CQLite requires the CQL schema to decode an SSTable — it does not guess types. The projection service must source and cache the schema — flush events do not carry it. The practical approach is to pull it from DESCRIBE TABLE output and keep it in sync with schema changes.

Comparison with TiDB’s approach

TiDB’s TiFlash is instructive: it is a Raft learner that receives every committed write in real-time, providing a strongly consistent, transactionally-consistent columnar replica. TiCDC (the structural analog to this pipeline) tails the ordered row-change log and emits Kafka or cloud-storage changefeeds with explicit insert/update/delete events and commit timestamps.

Our approach’s distinct value is open, lake-native columnar output from Cassandra with no cluster dependency in the read path. The trade-off is that Cassandra has no ordered committed log — its source of truth is independently-flushed, LWW-merged SSTables — so any columnar projection is inherently a delta-reconciliation problem. CQLite already provides the type fidelity and the embeddable writer that projection needs; full delta-aware scanning (above) is the remaining piece.

Recommendations

Model it as CDC/append-log, not snapshot.
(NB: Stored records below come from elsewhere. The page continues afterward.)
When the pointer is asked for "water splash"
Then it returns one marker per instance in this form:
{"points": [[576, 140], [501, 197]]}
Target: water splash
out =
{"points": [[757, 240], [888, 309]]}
It matches the immutable-SSTable grain and is idempotent per generation.
Land in a table format (Iceberg or Delta), not bare Parquet files. Those provide snapshot isolation, compaction, and merge-on-read that otherwise you must build by hand.
Preserve writetime and represent tombstones (__writetime / __deleted columns) so projections are reconcilable. Without this, a union of per-flush Parquet is silently wrong.
Prefer commitlog CDC over raw flush events when correctness matters.
Embed the writer rather than shelling out — the Parquet writer lives in cqlite-core behind the parquet feature, and the Python/Node bindings expose it directly.